There was nowhere left for any of us to go but apart.
No matter how old you are when your parents divorce, it shapes the rest of your life. Holidays and family visits become a balancing act between parents’ locations and interests. Discernment grows as you learn how much to share about one parent’s activities with the other. Being the “monkey in the middle” has few advantages other than personal growth through forgiveness and (hopefully) witnessing them happier than before. Papa moved to Cape Cod and I spent five summers there, though I didn’t live with him.
In the prologue of Escape from Nowhere, I visit Papa during his first week in hospice care. He was 88 years old. From “The End at the Beginning:”
Yesterday, when we were alone, he looked at me seriously and said, “I want you to know that I never did or said anything to prevent your education.”
Looking him straight in eyes, I absorbed the lie as a dying man’s wish that he could be absolved of his hurtful actions, that he could take credit for my academic and professional success, and that he could own his pride in me and my accomplishments. I let him have that gift—because today I am going to give him absolution in a way he is not expecting. I must read him the end of this book.
When love is the only option
We don’t have to rely on clergy members, judges, or government entities to offer absolution—the ultimate act of forgiveness. One way to counter the hate everywhere in the world is to become bigger vessels for love, even if only in our personal lives.

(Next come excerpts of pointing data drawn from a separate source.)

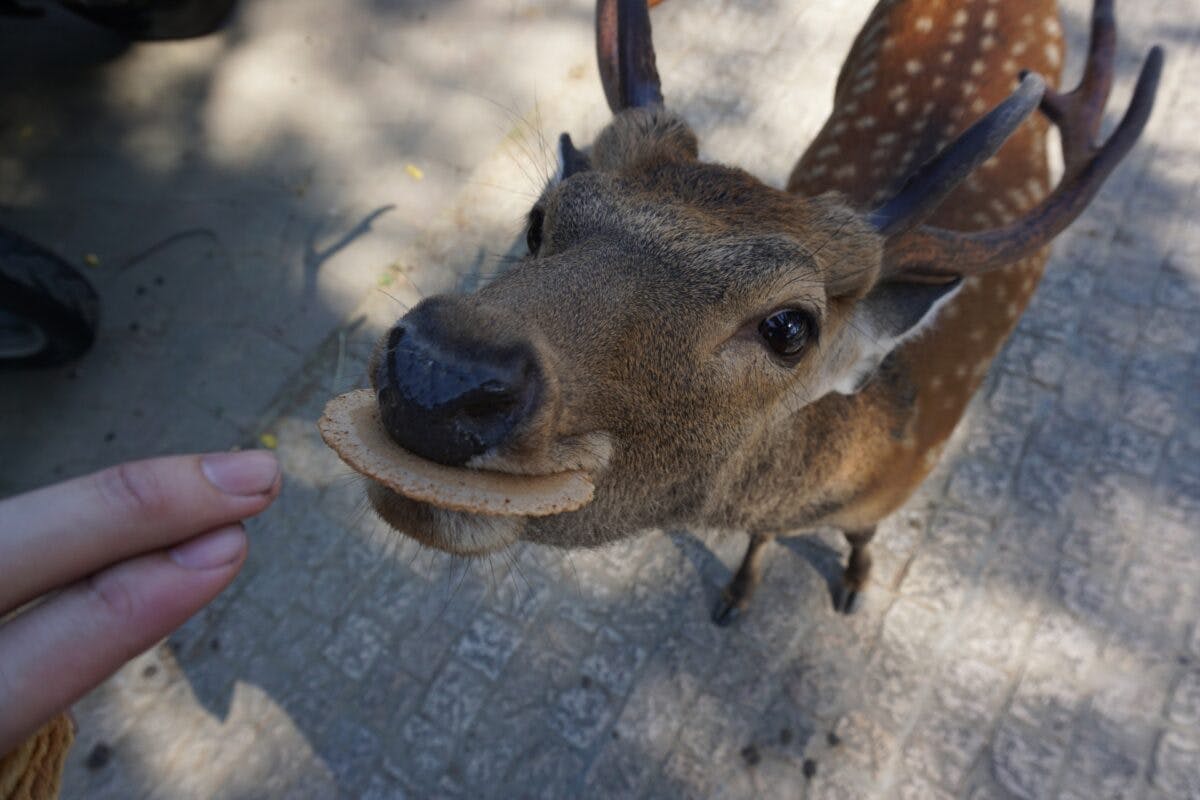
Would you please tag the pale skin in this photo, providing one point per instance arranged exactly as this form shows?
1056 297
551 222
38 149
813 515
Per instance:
115 560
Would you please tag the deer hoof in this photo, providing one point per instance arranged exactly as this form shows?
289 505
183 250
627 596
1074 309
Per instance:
847 601
726 612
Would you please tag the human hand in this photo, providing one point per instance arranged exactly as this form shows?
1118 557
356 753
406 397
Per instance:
136 549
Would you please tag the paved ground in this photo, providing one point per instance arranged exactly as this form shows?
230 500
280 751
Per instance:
263 203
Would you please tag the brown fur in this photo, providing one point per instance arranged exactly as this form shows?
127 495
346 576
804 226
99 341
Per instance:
655 269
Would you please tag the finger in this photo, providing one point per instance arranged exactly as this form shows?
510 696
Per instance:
55 653
61 533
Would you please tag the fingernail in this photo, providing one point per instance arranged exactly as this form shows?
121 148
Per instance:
252 471
210 551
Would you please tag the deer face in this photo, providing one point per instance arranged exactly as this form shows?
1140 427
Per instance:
673 317
669 317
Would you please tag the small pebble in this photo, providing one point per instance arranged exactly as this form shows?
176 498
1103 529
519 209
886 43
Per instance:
99 757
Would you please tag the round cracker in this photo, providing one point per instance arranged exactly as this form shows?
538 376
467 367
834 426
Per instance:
353 428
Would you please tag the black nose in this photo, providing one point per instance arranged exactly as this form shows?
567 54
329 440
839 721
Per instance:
451 401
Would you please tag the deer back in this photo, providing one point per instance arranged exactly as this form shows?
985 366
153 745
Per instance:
918 74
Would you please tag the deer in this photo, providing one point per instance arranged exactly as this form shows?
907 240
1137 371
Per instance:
720 354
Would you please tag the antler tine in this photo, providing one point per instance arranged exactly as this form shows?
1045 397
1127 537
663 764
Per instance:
930 185
1078 114
939 253
625 52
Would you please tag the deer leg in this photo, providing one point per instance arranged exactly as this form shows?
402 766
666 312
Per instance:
737 594
858 569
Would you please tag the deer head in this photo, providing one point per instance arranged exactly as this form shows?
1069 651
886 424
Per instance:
676 323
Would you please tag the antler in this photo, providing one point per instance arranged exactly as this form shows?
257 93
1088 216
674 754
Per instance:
929 252
625 53
929 186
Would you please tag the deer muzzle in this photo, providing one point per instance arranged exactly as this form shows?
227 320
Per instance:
448 391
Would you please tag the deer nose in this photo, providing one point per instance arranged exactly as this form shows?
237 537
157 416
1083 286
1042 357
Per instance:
449 402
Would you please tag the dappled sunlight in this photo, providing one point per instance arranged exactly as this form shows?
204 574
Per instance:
264 204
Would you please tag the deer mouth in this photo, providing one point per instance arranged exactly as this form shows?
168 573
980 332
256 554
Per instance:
466 510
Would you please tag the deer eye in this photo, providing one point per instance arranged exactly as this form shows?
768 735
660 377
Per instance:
533 233
787 331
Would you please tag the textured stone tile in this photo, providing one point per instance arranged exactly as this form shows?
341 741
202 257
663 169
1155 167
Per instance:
355 645
487 644
455 697
1025 763
582 713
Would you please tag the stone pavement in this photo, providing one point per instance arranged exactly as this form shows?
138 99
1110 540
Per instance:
1033 629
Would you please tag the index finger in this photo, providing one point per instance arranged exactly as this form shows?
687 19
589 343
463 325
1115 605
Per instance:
58 534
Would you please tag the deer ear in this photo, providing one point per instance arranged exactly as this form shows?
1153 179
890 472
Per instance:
891 314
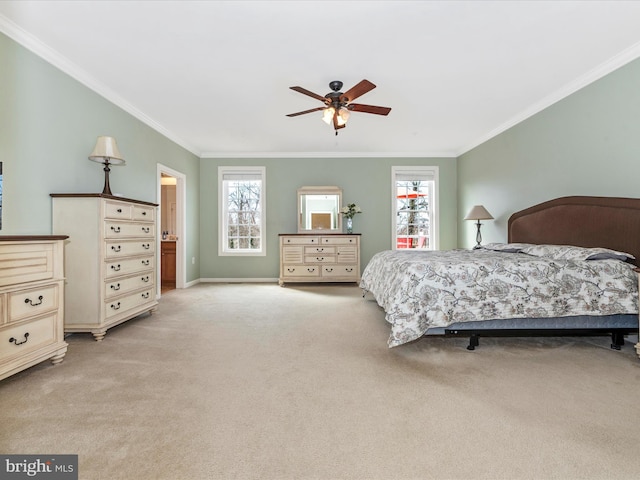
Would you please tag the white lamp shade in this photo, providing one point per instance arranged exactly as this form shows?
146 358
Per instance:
106 149
478 212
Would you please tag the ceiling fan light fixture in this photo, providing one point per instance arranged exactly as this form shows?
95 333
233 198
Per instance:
343 116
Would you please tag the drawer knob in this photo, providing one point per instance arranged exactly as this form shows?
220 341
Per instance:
13 340
30 302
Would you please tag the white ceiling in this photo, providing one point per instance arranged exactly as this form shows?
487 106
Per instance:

Appearing at someone’s deathbed with a grudge is no more appropriate than blaming a baby for crying too much. Whatever wreckage they caused made us into who we are, no matter how hard it was—and perhaps still is—to live through.
Writing about these events is an act of self-love. Art-making is one of the few ways I know how to reckon with the wreckage. The site of the first flag photo now looks very different.
We get what we’re meant to have
Papa took me on many hikes and taught me how to read the land while Cheryl taught me how to sew. The combination of everything I experienced in those years gave me a creative outlet that’s still evolving along with the forest.
I take comfort in the idea that the lives we live are the perfect recipe for our soul’s evolution. As much as I wish Papa could have gotten help with his addictions and known the benefits of sobriety, his adventuresome spirit and nonconformist views touched everyone around him. That’s a worthy legacy, don’t you think? It’s one I’m willing to carry on.
May you appreciate the gifts of everything you have been through.
May the legacy of your experiences touch others in ways that serve the expansion of love.
Have a good week!
Love, Lee Ann
How tender you are in the way you hold the people in your childhood family—all the disaster, too. You honor them so beautifully.